I suspect people ask me to teach them about discipline because they want a way to intervene when their kid has done something wrong. In reality, discipline is a tool parents lovingly use to teach their kids how to keep themselves in control. The ultimate goal of discipline is self-discipline. This means that kids will do the right thing because they know this feels good and there are rewards in life for it. For example, maybe you have a house rule that kids must complete homework before watching TV. Indirectly, you are teaching kids that work comes before play. The goal is that your kids will carry this rule into their adulthood so they can structure their lives and be successful.

There is a danger in disciplining only as a means to punish. The danger is that your kids may come to see you as punitive and scary. Kids react to this type of parent either by becoming passive (the ‘good’ little boy or girl) or aggressive (physically & verbally violent) or withdrawn (not talking, then leaving home as soon as their able). Instead, discipline is a loving way to set rules for your kids so they can grow into adults who set rules for themselves. Discipline sometimes includes rewards and sometimes consequences, and always includes love.

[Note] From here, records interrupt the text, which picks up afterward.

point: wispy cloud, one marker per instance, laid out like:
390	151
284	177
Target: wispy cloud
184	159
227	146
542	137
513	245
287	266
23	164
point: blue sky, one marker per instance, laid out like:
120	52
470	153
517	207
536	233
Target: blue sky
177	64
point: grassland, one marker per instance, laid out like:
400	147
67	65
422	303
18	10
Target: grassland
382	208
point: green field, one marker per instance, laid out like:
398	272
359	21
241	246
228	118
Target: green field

So, I deliberately titled this article ‘Discipline Your Kids With Love’. Of course we love our children. When I talk about love here, I mean not the feeling, but the actions. When parenting and disciplining, I want you to always do these loving actions:
1) Appropriate affection, even with teens, such as hugs, backrubs, combing their hair.
2) Listening to what your child is saying by keeping silent and looking them in the eyes.
3) Spending time together.
4) Choosing words that value your child, not words that criticize and demean.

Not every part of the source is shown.